Over the last few years, interest in sustainable investment – over and above pure financial returns – has grown. This change has not been immediate and required careful, systematic and nuanced changes to the corporate landscape.
First, we saw interest in moving away from industries considered profitable but harmful (including gambling, tobacco and Amazon deforestation). This matured into a second phase where the market searched for assets that were seen as beneficial to the environment (including renewable energy, electric vehicles and desalination).
However, as the market scoured for clean assets, some were discovered to have a potentially dirty side. Early desalination and battery plants for electric vehicles were accused of using huge amounts of energy and renewable energy projects of having adverse effects on surrounding indigenous communities.
Similarly, practices deemed as easy wins intended to satisfy mounting market pressures, were neglecting social and governance issues, given that the metrics to quantify impact on the environment are easier to obtain than social or even governance issues.

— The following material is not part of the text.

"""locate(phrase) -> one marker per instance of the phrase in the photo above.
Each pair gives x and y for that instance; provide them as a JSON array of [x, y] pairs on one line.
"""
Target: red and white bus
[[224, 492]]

As environmental groups and NGOs began putting more pressure on market participants to be more accountable for their decisions, a hybrid formed between phases one and two.
On the one hand organisations would invest in and conduct business for the benefit of the wider community, while at the same time ensuring that those initiatives did not have an unintended negative effect.

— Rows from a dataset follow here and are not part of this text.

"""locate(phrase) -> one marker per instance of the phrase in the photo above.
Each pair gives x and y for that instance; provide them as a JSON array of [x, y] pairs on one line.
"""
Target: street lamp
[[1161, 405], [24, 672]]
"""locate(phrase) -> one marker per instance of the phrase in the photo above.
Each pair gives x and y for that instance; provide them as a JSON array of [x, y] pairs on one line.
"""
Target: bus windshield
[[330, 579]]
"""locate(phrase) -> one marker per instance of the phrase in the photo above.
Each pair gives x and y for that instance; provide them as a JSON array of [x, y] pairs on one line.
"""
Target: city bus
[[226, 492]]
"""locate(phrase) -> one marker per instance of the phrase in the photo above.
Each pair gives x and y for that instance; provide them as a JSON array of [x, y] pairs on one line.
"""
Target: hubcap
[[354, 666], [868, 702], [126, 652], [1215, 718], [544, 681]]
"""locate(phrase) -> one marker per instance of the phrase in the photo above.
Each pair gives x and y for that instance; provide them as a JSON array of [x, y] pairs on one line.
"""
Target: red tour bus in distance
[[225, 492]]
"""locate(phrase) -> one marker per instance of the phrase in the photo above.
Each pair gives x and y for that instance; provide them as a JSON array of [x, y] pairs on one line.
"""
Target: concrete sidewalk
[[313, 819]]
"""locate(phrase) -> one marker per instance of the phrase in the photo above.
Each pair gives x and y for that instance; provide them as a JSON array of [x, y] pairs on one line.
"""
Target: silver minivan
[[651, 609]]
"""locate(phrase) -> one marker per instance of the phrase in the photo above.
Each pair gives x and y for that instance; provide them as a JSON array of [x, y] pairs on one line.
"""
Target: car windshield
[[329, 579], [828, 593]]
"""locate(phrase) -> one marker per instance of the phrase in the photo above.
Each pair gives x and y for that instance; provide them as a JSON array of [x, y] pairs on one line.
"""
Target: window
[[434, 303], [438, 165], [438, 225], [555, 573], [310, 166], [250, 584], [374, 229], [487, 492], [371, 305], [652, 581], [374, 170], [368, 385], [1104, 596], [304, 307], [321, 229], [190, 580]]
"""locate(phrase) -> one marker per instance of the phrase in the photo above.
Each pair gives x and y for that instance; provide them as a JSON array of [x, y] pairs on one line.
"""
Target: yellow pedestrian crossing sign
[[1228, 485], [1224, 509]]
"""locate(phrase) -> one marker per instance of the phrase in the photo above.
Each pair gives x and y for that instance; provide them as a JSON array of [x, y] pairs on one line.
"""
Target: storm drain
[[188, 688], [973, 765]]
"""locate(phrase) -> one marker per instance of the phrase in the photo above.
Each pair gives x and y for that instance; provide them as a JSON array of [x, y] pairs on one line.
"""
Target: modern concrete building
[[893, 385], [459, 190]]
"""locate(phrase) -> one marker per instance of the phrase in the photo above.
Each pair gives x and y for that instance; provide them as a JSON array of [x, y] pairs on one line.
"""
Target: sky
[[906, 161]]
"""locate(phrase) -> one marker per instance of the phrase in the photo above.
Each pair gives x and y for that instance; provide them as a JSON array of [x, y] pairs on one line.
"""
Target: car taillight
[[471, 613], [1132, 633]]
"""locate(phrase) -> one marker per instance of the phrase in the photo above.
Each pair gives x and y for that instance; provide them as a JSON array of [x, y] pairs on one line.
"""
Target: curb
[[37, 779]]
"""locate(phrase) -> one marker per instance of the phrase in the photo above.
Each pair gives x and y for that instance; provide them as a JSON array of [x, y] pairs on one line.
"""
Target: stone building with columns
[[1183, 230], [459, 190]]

This middle point is now referred to as sustainable investing or, in wider terms, ESG (Environmental, Social and Governance) considerations.

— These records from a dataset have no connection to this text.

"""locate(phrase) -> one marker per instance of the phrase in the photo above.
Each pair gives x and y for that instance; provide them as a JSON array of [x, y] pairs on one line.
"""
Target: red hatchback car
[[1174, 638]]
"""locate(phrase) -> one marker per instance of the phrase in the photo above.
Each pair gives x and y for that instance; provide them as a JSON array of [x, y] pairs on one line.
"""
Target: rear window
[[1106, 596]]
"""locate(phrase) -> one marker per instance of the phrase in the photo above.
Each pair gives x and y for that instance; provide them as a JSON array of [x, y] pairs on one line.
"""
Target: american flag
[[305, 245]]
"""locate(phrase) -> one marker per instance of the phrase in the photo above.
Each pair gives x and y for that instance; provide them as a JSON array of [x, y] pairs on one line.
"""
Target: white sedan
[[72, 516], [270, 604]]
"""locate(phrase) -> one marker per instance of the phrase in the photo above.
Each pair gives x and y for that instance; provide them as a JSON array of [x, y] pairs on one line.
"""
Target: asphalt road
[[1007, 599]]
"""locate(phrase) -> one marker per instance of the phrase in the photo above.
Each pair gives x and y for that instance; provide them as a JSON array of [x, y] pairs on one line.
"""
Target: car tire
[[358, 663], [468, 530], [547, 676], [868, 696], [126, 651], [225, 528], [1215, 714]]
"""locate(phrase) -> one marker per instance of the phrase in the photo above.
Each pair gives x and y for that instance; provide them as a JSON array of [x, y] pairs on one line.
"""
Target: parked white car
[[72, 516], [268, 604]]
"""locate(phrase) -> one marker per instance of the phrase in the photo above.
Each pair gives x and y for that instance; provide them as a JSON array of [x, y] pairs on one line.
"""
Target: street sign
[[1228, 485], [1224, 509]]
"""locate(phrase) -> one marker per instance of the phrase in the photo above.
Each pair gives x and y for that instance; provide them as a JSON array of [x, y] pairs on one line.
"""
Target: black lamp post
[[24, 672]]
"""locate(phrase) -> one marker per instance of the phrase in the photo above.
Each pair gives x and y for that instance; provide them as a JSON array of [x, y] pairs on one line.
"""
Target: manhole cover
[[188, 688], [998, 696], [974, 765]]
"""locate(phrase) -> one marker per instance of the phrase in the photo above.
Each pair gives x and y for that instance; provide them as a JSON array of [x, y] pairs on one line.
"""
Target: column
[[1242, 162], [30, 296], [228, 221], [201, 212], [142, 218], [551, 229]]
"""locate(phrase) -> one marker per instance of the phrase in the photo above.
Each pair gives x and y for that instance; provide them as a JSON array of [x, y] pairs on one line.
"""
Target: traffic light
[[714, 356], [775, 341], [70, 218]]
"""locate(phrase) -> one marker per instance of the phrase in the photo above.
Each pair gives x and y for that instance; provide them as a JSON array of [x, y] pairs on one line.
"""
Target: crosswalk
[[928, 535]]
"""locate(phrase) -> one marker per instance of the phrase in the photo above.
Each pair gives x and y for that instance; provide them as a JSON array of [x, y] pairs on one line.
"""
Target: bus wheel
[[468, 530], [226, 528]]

What does this have to do with HR?
But what does any of this have to do with HR and employment law? The connection is that there now seems to be further step in the evolution of the market, moving the qualitative analysis away from the assets and commercial activities of these businesses and towards their internal policies and operational practices.
This is not a new phenomenon from an HR perspective, because as the market moves, businesses need to find ways of reflecting that change in their culture and the behaviour of leadership and employees.
In recent years we have seen changes in the law designed to both reflect and accelerate the rate of market changes relating to issues of corporate responsibility. These have included the introduction of laws reflecting issues of broad social concern ranging from the Bribery Act and the Modern Slavery Act to gender pay gap reporting.
Legislation and codes have been put in place to encourage good corporate governance, including aspects of the ESG agenda.
For example, a director’s duty to promote the success of a company under s.172 of the Companies Act 2006, includes having regard to the impact of company activities on the community and environment.
Leadership, regulation and remuneration policies will all play their part in advancing the ESG agenda”
Under the Remuneration Code, affected companies must report how its directors have sought to discharge this duty and explain any non-compliance with corporate governance requirements and there is greater accountability in setting executive pay through shareholder influence and remuneration committee responsibility.
Setting out standards
Equally, employment law has a role to play. Like other areas of legal regulation, UK employment law sets out basic standards of employers’ conduct and creates legal and associated financial risk for those who do not meet those standards, as well as a framework for employers to discipline employees who deviate from required standards of conduct.
However, these laws and regulations only move the needle so far because they enforce minimum rather than aspirational standards and often reflect a problem rather than a real world solution.
For example, the law around gender pay gap reporting has helped to publicise a problem but has been ineffective in solving it. Equally, the effectiveness of shareholder control over executive pay as a corporate governance tool depends on compliance generating increased value for shareholders.
Employee reward will be important in encouraging the promotion of ESG issues. We know that rewarding bad behaviours encourages those behaviours.
The financial services sector found that rewarding those who take risks and get lucky can quickly undermine risk management efforts and that, conversely, putting in jeopardy the rewards of risky behaviour through their deferral and/or potential clawback can be effective.
Should we reward compliance?
All the approaches outlined above rely on the stick rather than the carrot to encourage good behaviour and it seems clear why. Until the goals of increased compliance and increased profit are properly aligned, penalising non-compliance will always be easier than finding ways to reward compliance.
Back in the real world, employers who pay compliant employees a higher premium than their less compliant but more profitable counterparts are likely to find the latter will vote with their feet to the benefit of less scrupulous competitors.
Leadership, regulation and remuneration policies will all play their part in advancing the ESG agenda. However, ultimately success will depend on there being an economic benefit in pursuing that agenda.
The fact that suppliers, customers and investors now consider diversity issues when making decisions about who gets their business has helped to make those issues a commercial priority.
If progressing the ESG agenda depends on the value the market attributes to it, the market will materially influence the pace of change.
Although the nature of this change may be evolutionary rather than revolutionary, the good news is that the process is already well under way and it may be transformative in the longer term.